By Professor John Bryson
Professor of Enterprise and Economic Geography, Birmingham Business School
In 1777, Samuel Johnson proclaimed to James Boswell, his friend and biographer, “When a man is tired of London, he is tired of life”. I must admit to being tired of Autumn Statements and of a British political system that is not focused on encouraging and supporting job creators as well as job takers. Today’s statement contains 110 measures that are intended to grow the economy. There are two issues here. First, how many of these measures are directly linked to enabling responsible inclusive prosperity. Second, if these measures are so important, then why are these measures only being implemented now?
The 110 number is pure politics in action. According to the OBR these measures will raise business investment, reduce inflation, and increase GDP whilst getting more people into work. These seem to be a magic set of measures. There is an omission here in that national economic growth is driven predominantly by consumption rather than investment. There is a tension here in that encouraging consumption could be inflationary. Nevertheless, consumption should account for around 76% of GDP and the share of growth accounted for by investment should rarely exceed between 32% and 34%. The UK government needs to encourage consumption but a new form of decarbonised or climate friendly sustainable consumption.

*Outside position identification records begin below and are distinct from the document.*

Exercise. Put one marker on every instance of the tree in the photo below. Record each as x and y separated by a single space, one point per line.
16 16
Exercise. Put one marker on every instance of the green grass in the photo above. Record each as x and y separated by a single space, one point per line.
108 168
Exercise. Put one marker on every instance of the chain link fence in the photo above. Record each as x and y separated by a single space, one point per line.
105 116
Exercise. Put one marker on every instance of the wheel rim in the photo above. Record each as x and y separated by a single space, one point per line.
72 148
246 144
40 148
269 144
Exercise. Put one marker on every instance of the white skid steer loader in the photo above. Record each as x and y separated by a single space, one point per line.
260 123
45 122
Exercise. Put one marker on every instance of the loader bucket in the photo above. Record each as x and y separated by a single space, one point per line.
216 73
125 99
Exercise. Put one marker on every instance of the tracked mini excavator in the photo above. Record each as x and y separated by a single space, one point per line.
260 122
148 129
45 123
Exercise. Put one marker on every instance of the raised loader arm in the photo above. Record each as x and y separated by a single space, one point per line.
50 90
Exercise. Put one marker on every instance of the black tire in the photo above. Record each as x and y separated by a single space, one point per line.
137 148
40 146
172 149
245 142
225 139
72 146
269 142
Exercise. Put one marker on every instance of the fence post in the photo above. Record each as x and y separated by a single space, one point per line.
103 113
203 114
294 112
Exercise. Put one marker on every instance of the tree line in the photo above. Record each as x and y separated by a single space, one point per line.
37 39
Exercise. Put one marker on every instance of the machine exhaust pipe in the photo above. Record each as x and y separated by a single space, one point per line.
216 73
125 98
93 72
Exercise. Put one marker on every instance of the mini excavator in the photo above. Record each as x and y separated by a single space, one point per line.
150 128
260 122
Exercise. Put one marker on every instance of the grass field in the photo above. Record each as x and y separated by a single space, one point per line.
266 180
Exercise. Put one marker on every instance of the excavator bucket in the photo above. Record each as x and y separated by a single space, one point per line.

There is nothing in this budget that will encourage a new form of sustainable consumption.
The 110 measures are a mixed bag with many reflecting the politics of tokenism combined with the politics of opportunism. This Autumn Statement is highly innovative as at its heart is a new political game of spot the measures that will enhance sustainable economic growth and those that are token political interventions. Political tokens include offering £10,000 off electricity bills for those living closest to new transmission infrastructure and the £7m to tackle antisemitism.
On the economy, a token £50m has been allocated to funding apprenticeships in engineering and other key growth sectors, but this is small change. Government should not be funding these apprenticeships but ensuring that the incentives are in place to ensure that firms support the capacity building activities required by their businesses. This reveals a strange distortion that exists in this Autumn Statement. This is a Statement based around the economy as it was in the last century rather than this century. The evidence for this comes from the business tax break which permits a business to claim back 25p in corporation tax for every £1 invested in IT, machinery, and equipment. This strategy fails to appreciate that in the UK in 2023 a company’s most important asset are its highly skilled people. Thus, companies should be able to offset training costs against corporation tax and such a strategy would ensure that businesses invest in capacity building activities. Moreover, larger firms should be encouraged to work with universities to design and fund courses that are targeted to meet the needs of their firm.
The UK has a productivity problem and part of this problem is with the provision of public services and this includes the NHS. There needs to be a more effective public sector. Too often politicians ignore the productivity challenge that sits at the centre of public service provision in the UK. Jeremy Hunt acknowledges this challenge but sets a token key performance indicator based on increasing public service productivity by at least 0.5% per year. One could argue that this is the correct measure as it is achievable but imagine such a target being adopted by the average private sector business.
In 1994, Paul Krugman proclaimed that “productivity isn’t everything, but in the long run it is almost everything”. Of course, Krugman was wrong as innovation is almost everything; innovation drives productivity enhancement. Thus, we need radical innovation that will transform public service provision across the UK producing better, as well as cheaper, public service provision for all. A target of 0.5% a year will not drive the level of innovation or ambition required.
There are measures targeted at individuals. These include raising the National Living Wage by 9.8% and cutting employee National Insurance rate by 2% from 6 January. This will make a difference in some households and will be reflected in reduced household debt and in consumption. However, the reduction in National Insurance rates should not be celebrated as this funding is meant to support social welfare provision including the state pension. This rate should have been left at 12% and even increased given increased social care pressures.
This Autumn Statement contains a mixed bag of interventions but does not make a major contribution to shaping the wider framework conditions required to support sustainable economic growth. The Labour Party argues that it is time for a change in government and that they will forge a new future for the UK. Unfortunately, no UK political party has yet to project a vision, and linked action plan, which would underpin an approach that would lead to responsible inclusive prosperity.
It is important to place this in context. All governments play three roles. The first involves creating the conditions that are supportive of sustainable economic growth and this then underpins taxation that supports the other two roles. Second, the provision of public and social services. This includes regional, national, and international infrastructure that no one company can afford to provide combined with social welfare support to ensure that all are included in the prosperity that comes from sustainable economic growth. The third role is often considered to be the first duty of government, and this involves, according to the UK Home Office, keeping “citizens safe and the country secure”. Nevertheless, times have changed, and the first duty of the UK government must be in ensuring responsible inclusive prosperity and new forms of sustainable consumption.
The views and opinions expressed in this article are those of the author and do not necessarily reflect the official policy or position of the University of Birmingham.